The “medium” steak, “listed” at 8 ounces, covered most of the platter. Melinda, the waitress, said the large would have overlapped the plate. When I glanced at those who went with the grande size, I knew I had made the correct selection. My stomach could NOT have challenged such a meal.
Finally, on something akin to autopilot, we pulled into our alley and slowly eased our vehicle into the garage – some 4,800 after the initial start.
We immediately ran (not walked) to our respective sleep units and hit the hay as they say. I awoke 11 hours later; Jodie rose after 14 hours of sleep.
Today is her 49th birthday and it will be an impromptu birthday celebration with a few of her former work colleagues. Tomorrow will be a day for laundry, grabbing a few groceries, retrieving the boarded dog and cat (individually, of course) and one final night’s sleep before resuming life in North Texas when it is 104 degrees in the shade (the Sonora Desert has nothing on the plains of North Texas).

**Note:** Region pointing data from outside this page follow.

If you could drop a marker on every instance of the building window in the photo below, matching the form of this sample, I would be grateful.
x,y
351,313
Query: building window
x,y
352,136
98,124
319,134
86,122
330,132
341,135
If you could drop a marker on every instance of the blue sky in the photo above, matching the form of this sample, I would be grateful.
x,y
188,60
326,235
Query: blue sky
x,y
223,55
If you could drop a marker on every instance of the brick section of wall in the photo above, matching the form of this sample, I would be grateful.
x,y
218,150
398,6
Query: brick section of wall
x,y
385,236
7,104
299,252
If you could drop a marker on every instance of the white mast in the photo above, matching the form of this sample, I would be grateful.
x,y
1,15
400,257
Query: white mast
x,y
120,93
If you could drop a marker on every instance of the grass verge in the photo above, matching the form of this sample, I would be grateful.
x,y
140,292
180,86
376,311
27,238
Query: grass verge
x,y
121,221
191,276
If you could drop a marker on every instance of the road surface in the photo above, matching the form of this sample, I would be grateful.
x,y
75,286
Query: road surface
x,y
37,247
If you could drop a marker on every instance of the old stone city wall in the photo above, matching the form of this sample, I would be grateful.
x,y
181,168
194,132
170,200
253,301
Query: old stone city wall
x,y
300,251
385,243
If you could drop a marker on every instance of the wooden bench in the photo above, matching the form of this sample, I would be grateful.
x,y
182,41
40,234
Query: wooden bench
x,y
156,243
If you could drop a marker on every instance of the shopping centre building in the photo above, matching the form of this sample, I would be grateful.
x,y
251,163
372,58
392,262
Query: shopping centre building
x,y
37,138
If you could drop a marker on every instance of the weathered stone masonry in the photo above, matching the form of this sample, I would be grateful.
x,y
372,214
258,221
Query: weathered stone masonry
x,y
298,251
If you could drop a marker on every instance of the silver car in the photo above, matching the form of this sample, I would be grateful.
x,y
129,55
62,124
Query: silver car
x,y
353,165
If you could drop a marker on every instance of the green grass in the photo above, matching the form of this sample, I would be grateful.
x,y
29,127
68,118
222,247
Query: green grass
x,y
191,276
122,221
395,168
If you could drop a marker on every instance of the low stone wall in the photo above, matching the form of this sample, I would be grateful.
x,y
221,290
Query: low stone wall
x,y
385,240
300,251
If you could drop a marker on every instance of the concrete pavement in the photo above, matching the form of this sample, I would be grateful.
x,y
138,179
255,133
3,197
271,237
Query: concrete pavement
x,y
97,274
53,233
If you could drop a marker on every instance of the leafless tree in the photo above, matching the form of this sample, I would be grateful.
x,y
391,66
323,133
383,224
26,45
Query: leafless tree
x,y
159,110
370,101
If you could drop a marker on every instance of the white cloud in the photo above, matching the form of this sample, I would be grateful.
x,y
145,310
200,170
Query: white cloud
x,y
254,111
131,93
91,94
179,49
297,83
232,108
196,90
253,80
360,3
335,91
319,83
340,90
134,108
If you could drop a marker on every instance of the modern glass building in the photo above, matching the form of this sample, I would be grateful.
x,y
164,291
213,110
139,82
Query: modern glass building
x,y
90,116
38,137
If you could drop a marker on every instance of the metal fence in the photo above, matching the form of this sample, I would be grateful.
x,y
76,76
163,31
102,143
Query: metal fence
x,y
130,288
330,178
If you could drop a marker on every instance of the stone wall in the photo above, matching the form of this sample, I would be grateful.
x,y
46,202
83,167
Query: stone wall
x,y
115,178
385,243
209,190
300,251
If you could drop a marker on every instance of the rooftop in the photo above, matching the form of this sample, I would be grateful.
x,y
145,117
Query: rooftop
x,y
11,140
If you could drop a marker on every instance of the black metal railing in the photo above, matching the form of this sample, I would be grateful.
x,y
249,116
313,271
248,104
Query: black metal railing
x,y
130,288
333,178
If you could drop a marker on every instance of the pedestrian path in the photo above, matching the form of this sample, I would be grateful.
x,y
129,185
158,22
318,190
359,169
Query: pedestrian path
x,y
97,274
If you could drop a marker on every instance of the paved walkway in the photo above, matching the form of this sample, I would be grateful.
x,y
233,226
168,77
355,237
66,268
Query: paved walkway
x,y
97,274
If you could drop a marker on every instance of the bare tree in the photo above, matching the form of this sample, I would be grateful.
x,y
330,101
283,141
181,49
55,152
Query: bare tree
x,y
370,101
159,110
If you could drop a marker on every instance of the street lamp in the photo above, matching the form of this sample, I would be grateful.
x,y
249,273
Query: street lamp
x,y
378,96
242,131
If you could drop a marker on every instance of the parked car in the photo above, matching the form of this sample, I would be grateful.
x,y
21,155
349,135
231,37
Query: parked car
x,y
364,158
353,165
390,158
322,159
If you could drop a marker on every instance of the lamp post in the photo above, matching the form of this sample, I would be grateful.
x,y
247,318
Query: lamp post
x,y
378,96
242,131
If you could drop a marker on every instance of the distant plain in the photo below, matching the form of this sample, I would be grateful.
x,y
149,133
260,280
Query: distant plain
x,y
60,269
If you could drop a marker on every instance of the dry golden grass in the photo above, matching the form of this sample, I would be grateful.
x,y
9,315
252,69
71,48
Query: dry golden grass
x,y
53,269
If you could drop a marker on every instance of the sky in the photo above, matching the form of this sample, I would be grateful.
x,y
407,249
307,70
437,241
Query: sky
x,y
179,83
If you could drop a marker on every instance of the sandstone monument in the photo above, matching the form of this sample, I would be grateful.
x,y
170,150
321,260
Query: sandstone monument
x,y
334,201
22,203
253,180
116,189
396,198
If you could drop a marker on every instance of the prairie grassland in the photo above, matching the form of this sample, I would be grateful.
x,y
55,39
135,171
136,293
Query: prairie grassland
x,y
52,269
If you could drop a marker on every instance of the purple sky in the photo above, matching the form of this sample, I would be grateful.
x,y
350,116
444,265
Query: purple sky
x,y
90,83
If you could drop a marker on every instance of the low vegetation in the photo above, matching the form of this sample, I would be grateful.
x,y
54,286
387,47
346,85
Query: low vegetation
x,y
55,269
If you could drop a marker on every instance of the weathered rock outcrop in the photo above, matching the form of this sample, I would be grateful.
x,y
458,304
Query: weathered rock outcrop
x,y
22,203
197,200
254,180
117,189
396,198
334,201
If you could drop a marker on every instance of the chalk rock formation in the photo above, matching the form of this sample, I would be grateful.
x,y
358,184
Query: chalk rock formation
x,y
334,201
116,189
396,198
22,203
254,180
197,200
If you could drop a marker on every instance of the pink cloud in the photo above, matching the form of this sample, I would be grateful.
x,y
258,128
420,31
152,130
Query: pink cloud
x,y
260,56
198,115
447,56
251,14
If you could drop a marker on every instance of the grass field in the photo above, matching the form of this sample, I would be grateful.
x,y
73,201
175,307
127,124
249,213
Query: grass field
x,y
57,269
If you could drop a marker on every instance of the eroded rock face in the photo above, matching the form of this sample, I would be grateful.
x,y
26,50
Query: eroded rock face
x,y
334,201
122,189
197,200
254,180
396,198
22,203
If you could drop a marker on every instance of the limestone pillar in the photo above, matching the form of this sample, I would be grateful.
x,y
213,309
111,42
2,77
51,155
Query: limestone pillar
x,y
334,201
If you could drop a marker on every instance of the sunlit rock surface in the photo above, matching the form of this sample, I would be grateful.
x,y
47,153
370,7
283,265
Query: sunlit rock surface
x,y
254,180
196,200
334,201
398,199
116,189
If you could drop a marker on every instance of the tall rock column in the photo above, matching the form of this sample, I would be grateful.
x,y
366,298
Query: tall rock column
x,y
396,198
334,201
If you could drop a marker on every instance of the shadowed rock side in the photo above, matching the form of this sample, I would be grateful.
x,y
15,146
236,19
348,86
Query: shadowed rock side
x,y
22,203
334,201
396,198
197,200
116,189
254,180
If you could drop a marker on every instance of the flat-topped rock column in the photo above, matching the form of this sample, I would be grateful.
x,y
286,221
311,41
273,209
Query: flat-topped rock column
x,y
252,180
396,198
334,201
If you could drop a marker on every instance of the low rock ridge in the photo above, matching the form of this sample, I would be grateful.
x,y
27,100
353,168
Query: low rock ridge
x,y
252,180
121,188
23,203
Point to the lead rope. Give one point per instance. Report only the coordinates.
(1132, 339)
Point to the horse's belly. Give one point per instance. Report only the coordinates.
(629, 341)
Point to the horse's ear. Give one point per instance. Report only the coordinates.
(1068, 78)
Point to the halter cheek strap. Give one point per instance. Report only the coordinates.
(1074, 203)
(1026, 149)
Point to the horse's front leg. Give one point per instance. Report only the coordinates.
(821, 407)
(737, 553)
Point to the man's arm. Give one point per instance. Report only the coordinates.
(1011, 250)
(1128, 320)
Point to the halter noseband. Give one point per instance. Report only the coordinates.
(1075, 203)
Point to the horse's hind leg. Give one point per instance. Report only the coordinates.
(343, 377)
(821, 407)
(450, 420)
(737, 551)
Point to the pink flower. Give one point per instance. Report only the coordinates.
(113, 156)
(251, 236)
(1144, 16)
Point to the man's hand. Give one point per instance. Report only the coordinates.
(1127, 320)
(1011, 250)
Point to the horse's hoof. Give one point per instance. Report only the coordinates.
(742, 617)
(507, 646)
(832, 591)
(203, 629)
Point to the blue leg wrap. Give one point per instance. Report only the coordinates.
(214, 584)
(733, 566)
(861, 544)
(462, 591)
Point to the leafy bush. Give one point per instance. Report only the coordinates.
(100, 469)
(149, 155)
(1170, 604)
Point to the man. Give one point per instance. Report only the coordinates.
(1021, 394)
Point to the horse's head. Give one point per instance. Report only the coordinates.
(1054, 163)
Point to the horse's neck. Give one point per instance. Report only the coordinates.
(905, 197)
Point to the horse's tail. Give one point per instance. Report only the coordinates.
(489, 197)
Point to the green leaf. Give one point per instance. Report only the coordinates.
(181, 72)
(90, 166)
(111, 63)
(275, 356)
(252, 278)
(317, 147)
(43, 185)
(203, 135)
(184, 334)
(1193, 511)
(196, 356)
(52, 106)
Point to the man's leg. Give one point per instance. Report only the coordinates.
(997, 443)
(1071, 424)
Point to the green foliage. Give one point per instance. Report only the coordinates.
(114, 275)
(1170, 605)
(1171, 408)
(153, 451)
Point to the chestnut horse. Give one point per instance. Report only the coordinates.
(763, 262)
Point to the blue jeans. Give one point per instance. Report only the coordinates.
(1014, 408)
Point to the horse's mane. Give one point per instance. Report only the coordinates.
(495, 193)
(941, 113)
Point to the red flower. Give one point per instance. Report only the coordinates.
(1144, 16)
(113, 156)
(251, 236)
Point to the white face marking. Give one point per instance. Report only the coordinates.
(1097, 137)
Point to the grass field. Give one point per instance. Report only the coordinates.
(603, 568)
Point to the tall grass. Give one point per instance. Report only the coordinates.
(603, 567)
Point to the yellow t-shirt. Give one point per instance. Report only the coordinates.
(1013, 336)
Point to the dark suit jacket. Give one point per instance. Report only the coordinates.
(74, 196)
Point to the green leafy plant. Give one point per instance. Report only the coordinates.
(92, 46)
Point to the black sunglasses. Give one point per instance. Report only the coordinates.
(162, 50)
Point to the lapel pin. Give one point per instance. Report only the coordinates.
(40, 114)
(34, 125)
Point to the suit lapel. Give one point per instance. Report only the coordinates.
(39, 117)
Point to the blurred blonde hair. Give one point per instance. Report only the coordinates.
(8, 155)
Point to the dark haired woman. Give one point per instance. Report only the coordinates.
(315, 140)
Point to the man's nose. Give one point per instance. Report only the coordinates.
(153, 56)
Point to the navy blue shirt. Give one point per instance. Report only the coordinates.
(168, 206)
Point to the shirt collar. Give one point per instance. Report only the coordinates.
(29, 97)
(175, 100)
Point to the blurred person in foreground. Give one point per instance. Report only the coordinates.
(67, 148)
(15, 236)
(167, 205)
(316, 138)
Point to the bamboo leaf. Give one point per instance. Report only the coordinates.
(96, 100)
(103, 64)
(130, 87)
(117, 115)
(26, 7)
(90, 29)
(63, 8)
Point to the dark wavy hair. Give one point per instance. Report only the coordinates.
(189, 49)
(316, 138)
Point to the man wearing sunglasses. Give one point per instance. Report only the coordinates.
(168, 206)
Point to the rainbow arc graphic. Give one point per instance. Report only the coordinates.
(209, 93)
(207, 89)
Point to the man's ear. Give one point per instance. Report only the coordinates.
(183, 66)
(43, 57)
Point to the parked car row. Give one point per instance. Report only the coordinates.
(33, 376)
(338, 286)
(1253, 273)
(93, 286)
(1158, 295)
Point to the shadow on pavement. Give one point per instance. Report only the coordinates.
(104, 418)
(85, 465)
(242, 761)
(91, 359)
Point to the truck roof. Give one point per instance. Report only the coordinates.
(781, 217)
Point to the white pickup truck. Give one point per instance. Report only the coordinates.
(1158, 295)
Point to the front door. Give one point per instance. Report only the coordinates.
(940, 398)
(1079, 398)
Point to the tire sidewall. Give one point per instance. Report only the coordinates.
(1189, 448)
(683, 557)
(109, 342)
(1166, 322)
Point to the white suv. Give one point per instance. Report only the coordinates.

And as I wrote before, somewhere in the back of my demented mind, I will begin planning for another vacation: perhaps back to New Mexico to see the OTHER sites (Carlsbad, Las Cruses, Roswell, Los Alamos, Farmington, Silver City); perhaps to Colorado and Utah to see more national parks; perhaps to Arkansas, Mississippi and Tennessee to see Civil War battlefields.
But life without future prospects (for fun and love and family) is simply not much of a life worth living. Don’t you agree?
Until then … when we decide to visit America on one of its different routes … love, peace and happiness (where ARE the Chambers Brothers anyway?) … and shalom!